Paris
27/08/1999 -
Si tous les adolescents ont au moins lu un ou plusieurs de ses romans, ne serait-ce que "L'écume des jours", "L'Arrache Cœur" ou "J'irai cracher sur vos tombes", l'œuvre, éclectique, de Boris Vian reste méconnue du grand public. Car celui qui fut le pilier des nuits de Saint-Germain-des-Prés, dès l'après-guerre, n'était pas seulement un musicien, mais un romancier, un dramaturge, un poète, un critique de jazz et surtout l'auteur de quelques 478 chansons qu'il a composées entre 1943 et 1959. "Et Vian ! En avant la Zique", le spectacle mis en scène par Laurent Pelly et Agathe Mélinand propose de lever le voile sur un aspect méconnu de Vian, son aspect potache, déconneur, un peu désespéré parfois. Non pas au travers des aspects les plus littéraires de son œuvre mais plutôt une sorte de collage de ses textes et de ses chansons, sans vraiment de fil conducteur (on aurait bien aimé) sinon celui de nous balader dans les fantasmes d'un provocateur conscient, disparu prématurément à l'âge de 39 ans.Les joyeux bouchers
Laissons pourtant à l'immortel écumeur de nos jours le soin de lever le rideau de cette création : "Ce soir, vous serez nos cobayes, ce soir, vous nous servirez de poids mort. Bref, ce soir, nous aurons le plaisir de vous envoyer ailleurs". Le premier quart d'heure qui suit la sentence est quelque peu opaque, on y cherche un sens, et seuls quelques initiés s'y retrouveront. Passé ce cap, le spectateur lambda commence à s'y reconnaître : "C'est le tango des bouchers de la Villette.. faut qu'ça saigne, faut qu'les gens ayent à bouffer, faut qu'les gros puissent se goinfrer, faut qu'les p'tits puiss'nt engraisser, faut qu'ça saigne, faut qu'les mandataires aux halles puissent s'en fourrer plein la dalle, du filet à huit cent balles.. Tiens voilà du boudin !" entonné par une troupe de dix danseurs, chanteurs, comédiens, en costume à larges rayures. Parmi eux, la brunette à la gouaille parisienne Belle du Berry, la chanteuse du groupe Paris Combo et dont c'est la première expérience théâtrale, dirigée par un metteur en scène.
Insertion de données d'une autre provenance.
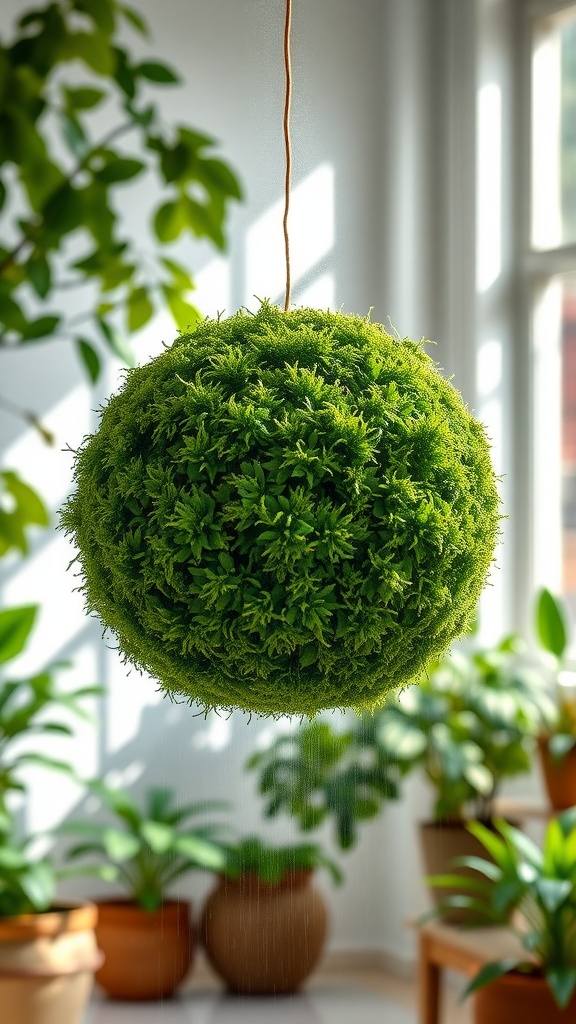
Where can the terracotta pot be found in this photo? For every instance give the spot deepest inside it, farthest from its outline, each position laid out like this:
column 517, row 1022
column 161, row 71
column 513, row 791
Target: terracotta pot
column 263, row 938
column 47, row 964
column 441, row 844
column 560, row 776
column 521, row 997
column 147, row 954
Si l'univers de Vian la touche, (sans parler de son ironie, son goût du calembour), "un univers très ancré dans son époque, et notamment à cause de la censure", Belle du Berry regrette sa vision réductrice des femmes : "Ou bien elles sont peu intéressantes, ou alors c'est LA femme, l'intouchable mais entre les deux, il n'y a pas grand-chose. Peut-être l'ont-elles fait souffrir?". Pourtant lorsqu'en 1955, Boris Vian compose "Je bois" (enregistrée également par Serge Reggiani, les Charlots et Mouloudji), c'est bien au masculin qu'il la chante ; et c'est au féminin que Laurent Pelly en fait l'adaptation... et les femmes, en talons aiguille, titubent, titubent.On terminera avec "Le Déserteur", chanson-phare de Boris Vian, "Monsieur le Président / Je vous fais une lettre / Que vous lirez peut-être / Si vous avez le temps / Je viens de recevoir / Mes papiers militaires / Pour partir à la guerre / Avant mercredi soir / Monsieur le Président / Je ne veux pas la faire / Je ne suis pas sur terre / Pour tuer les pauvres gens...". Personne n'aura en tout cas déserté la salle et c'est tant mieux car si l'idée était de mettre en scène des textes peu connus de Boris Vian au travers de saynètes forcément inégales, ses chansons les plus marquantes restent encore dans la mémoire collective. On peut seulement regretter que le spectacle ne soit pas plus pédagogique. Le mieux est encore d'y aller, pour se faire sa propre idée.